Dreaming big with property
Owning your own home has long been the Australian dream. Even if it means making a significant upfront investment, the long term gains are generally personally and financially rewarding.
According to the Australian Bureau of Statistics, the price of an average Australian home increased by about seven per cent a year between 1986 and 2013. In dollar terms, the average home has grown in value by 6.3 times over the last 27 years.i
Residential investment property returns have also been strong in recent decades. According to the 2014 Russell Investments/ASX Long-term Investing Report, annual pre-tax returns for Australian residential property investments were 6.1 per cent for the 10 years ended December 2013, and 9.9 per cent over 20 years.ii
Advantages of home ownership
While property prices will continue to have good years and bad going forward, history suggests that if held for at least ten years the return overall should be positive.
Not only has property delivered good returns for home owners and investors, but chances are, as an owner, you would have been able to put your own stamp on the property which can be extremely satisfying.
In order to reap the benefits of property investment, you may need to make some short-term financial sacrifices. Buying a home generally requires a significant deposit and a hefty mortgage, but with careful planning it need not mean a complete change of lifestyle.
When you buy a home to live in, rather than as an investment, your loan is not tax deductible. So, the quicker you repay your mortgage the more you save in interest and the sooner you can redirect income into investments.
Step up repayments
The first step towards paying off your home sooner is to understand your loan – how much you owe, how much you are paying in principal and interest and where are the repayments coming from.
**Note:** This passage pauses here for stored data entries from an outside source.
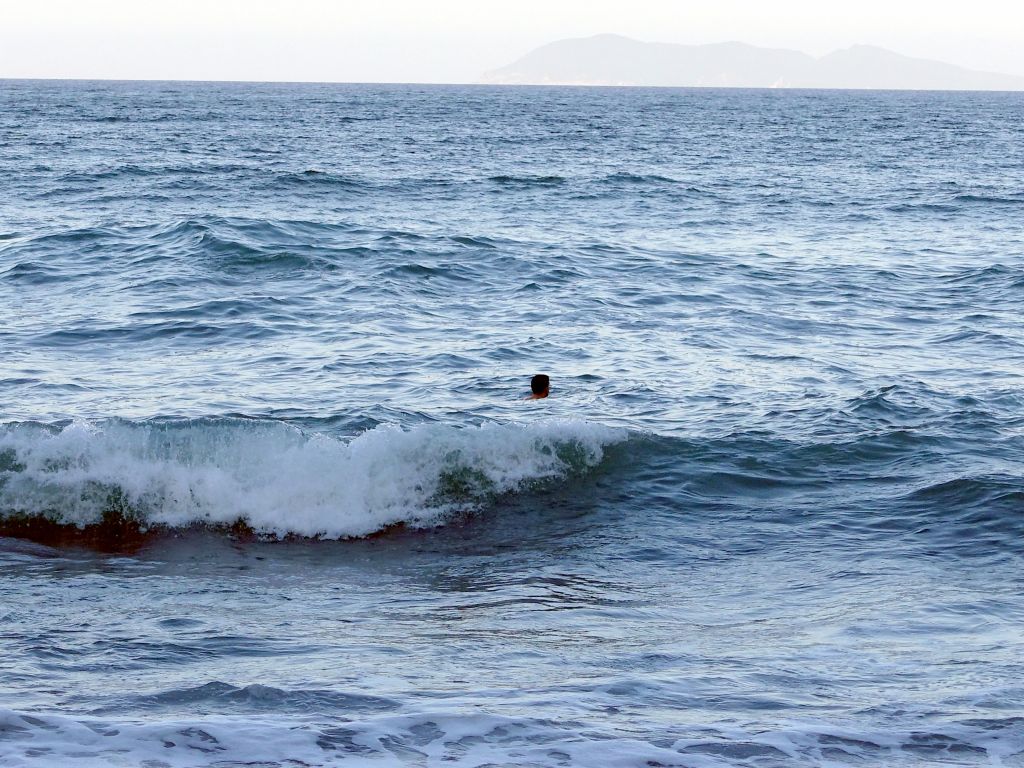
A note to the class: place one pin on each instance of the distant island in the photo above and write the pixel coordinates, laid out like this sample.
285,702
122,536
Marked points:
612,59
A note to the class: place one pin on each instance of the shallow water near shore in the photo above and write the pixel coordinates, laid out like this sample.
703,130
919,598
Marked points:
269,493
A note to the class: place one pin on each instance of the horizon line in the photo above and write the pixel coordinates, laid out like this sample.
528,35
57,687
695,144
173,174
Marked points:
603,86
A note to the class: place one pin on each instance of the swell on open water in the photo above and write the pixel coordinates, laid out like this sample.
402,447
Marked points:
270,494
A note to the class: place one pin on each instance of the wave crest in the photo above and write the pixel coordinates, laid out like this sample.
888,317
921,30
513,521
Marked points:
276,478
The next steps may include: consolidating any existing debts to ensure you are paying the lowest interest rate possible; making fortnightly rather than monthly repayments to cut down on overall interest costs; and depositing your salary into a mortgage offset account to reduce the interest on your loan.
If you are able to take advantage of the current low interest rates to make more than the minimum monthly repayments you can potentially knock years off your loan. Just be careful you don’t redraw those funds except in an emergency or as part of a well-considered investment strategy.
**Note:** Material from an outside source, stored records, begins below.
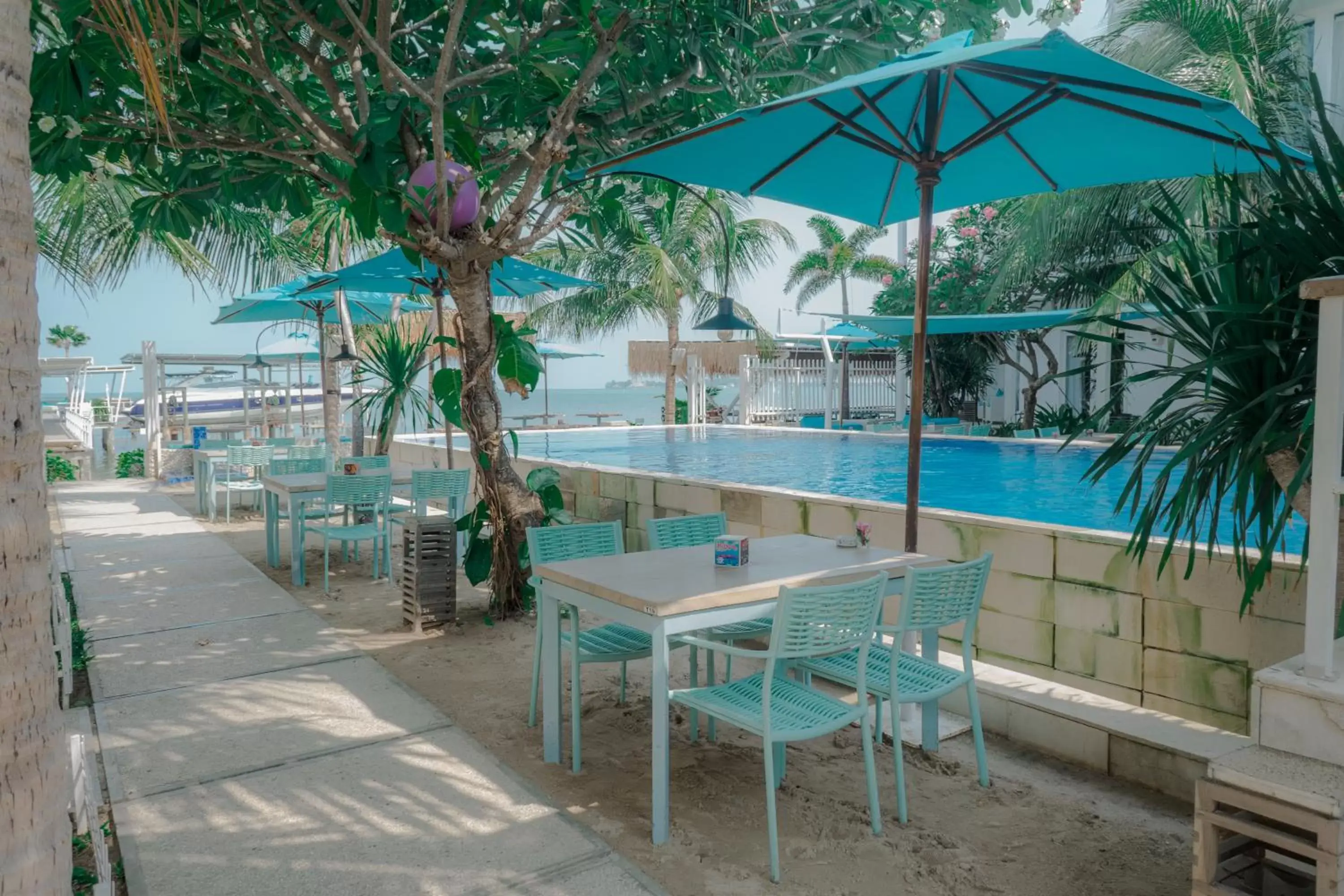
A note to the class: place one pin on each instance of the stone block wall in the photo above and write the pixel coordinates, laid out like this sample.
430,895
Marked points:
1064,603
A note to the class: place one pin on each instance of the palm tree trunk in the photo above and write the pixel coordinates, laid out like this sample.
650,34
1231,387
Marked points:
35,845
513,505
670,379
844,354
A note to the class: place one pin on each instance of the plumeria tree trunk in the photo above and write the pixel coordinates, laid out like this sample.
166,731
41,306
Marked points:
34,778
670,378
510,501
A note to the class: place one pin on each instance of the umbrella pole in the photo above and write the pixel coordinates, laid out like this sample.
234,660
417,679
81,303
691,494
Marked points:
928,179
443,365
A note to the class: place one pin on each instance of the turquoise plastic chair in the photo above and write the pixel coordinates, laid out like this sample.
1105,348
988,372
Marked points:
296,465
685,532
244,465
933,598
611,642
370,493
810,625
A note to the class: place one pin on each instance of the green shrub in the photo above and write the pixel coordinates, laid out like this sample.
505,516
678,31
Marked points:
60,469
131,464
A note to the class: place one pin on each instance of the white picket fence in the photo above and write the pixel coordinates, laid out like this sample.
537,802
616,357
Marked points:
781,392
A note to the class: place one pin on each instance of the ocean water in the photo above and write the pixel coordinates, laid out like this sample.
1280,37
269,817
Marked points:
996,477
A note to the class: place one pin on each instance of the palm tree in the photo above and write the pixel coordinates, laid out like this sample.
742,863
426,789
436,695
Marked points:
392,363
66,336
664,249
34,754
1245,52
836,261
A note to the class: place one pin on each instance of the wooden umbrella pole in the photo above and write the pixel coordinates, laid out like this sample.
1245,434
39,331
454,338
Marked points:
928,179
443,365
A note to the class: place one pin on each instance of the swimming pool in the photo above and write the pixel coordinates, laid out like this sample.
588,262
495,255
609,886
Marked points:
996,477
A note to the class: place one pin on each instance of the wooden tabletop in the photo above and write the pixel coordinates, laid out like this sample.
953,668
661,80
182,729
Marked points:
318,481
666,583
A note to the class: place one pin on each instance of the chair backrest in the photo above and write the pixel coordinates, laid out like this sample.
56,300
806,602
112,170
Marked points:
367,462
249,454
939,597
307,450
365,492
826,620
293,465
441,485
557,543
687,531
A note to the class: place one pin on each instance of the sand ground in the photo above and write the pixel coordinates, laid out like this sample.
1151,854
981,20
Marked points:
1042,829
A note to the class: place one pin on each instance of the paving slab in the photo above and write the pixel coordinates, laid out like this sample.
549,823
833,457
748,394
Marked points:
218,652
424,814
128,520
158,607
131,550
190,735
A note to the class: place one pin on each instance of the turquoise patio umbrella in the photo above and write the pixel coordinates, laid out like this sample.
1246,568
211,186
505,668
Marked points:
560,353
956,124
Once you have built up some equity in your home, or even repaid the loan completely, you can use that equity to invest in other assets such as another property or shares
Borrowing to invest
Borrowing against the equity in your home will increase your overall debt. However, when you borrow for investment purposes you may be able to claim a tax deduction for certain expenses related to owning the investment, such as loan interest charges.
If you choose to invest in property, you may be able to claim depreciation on certain items. You may also be able to claim any rental losses against your taxable income, a strategy known as negative gearing.
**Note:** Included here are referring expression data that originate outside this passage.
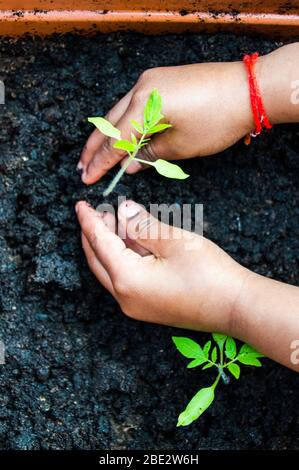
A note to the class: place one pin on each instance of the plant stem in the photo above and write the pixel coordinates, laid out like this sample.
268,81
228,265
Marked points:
123,169
216,381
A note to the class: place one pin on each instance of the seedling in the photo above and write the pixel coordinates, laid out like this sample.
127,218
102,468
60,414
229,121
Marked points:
152,115
225,356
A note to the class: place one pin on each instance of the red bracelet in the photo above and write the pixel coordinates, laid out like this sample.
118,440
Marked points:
258,110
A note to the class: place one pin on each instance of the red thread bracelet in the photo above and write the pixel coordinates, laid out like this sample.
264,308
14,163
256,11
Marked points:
259,114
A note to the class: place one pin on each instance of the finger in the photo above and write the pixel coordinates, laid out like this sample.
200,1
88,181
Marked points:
107,156
95,266
96,139
146,230
110,250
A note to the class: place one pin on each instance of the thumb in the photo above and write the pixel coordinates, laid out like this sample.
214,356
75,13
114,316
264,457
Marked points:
147,231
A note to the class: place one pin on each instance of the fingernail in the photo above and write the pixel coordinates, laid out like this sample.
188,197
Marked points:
77,207
130,210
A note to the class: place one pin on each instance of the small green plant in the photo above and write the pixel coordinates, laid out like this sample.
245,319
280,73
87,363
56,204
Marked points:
225,356
152,116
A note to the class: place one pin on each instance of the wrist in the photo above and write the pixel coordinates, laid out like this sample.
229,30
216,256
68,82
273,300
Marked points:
276,72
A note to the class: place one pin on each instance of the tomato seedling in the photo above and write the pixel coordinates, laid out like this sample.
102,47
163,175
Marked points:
152,116
225,356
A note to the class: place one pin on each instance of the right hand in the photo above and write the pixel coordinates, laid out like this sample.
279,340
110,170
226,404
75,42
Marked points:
207,104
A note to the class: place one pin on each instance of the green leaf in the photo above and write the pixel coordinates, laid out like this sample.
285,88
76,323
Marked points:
105,127
199,403
219,339
207,348
234,370
230,348
169,170
188,347
136,126
152,110
196,362
214,354
124,145
158,128
133,138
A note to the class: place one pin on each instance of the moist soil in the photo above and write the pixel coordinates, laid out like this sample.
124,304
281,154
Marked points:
78,373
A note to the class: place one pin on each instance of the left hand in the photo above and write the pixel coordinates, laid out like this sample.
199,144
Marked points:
159,273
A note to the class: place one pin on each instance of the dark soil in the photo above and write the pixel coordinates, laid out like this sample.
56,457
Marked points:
78,373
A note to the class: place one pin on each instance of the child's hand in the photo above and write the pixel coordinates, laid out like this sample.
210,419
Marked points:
177,278
167,276
208,106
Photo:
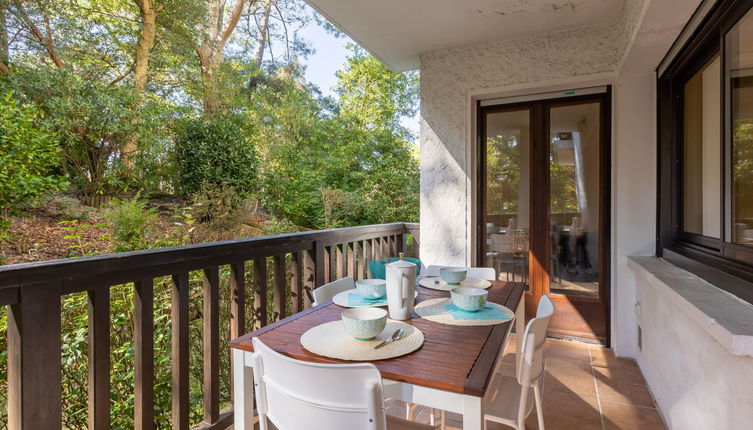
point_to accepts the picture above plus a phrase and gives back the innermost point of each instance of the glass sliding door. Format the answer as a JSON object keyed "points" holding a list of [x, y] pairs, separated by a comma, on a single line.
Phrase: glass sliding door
{"points": [[739, 77], [543, 205], [574, 199], [507, 147]]}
In the long run, your property investments should not only increase in value but also provide a valuable source of income when you retire. In the meantime, you may even be able to use some of your rental income to help pay off your home loan sooner.
Remember though, there may also be times when your property is vacant or repairs need to be carried out so you need to factor this in to your plans.
Using the equity in property to invest with can be risky, but with personalised advice from your financial adviser you can develop a strategy to help you meet your financial goals.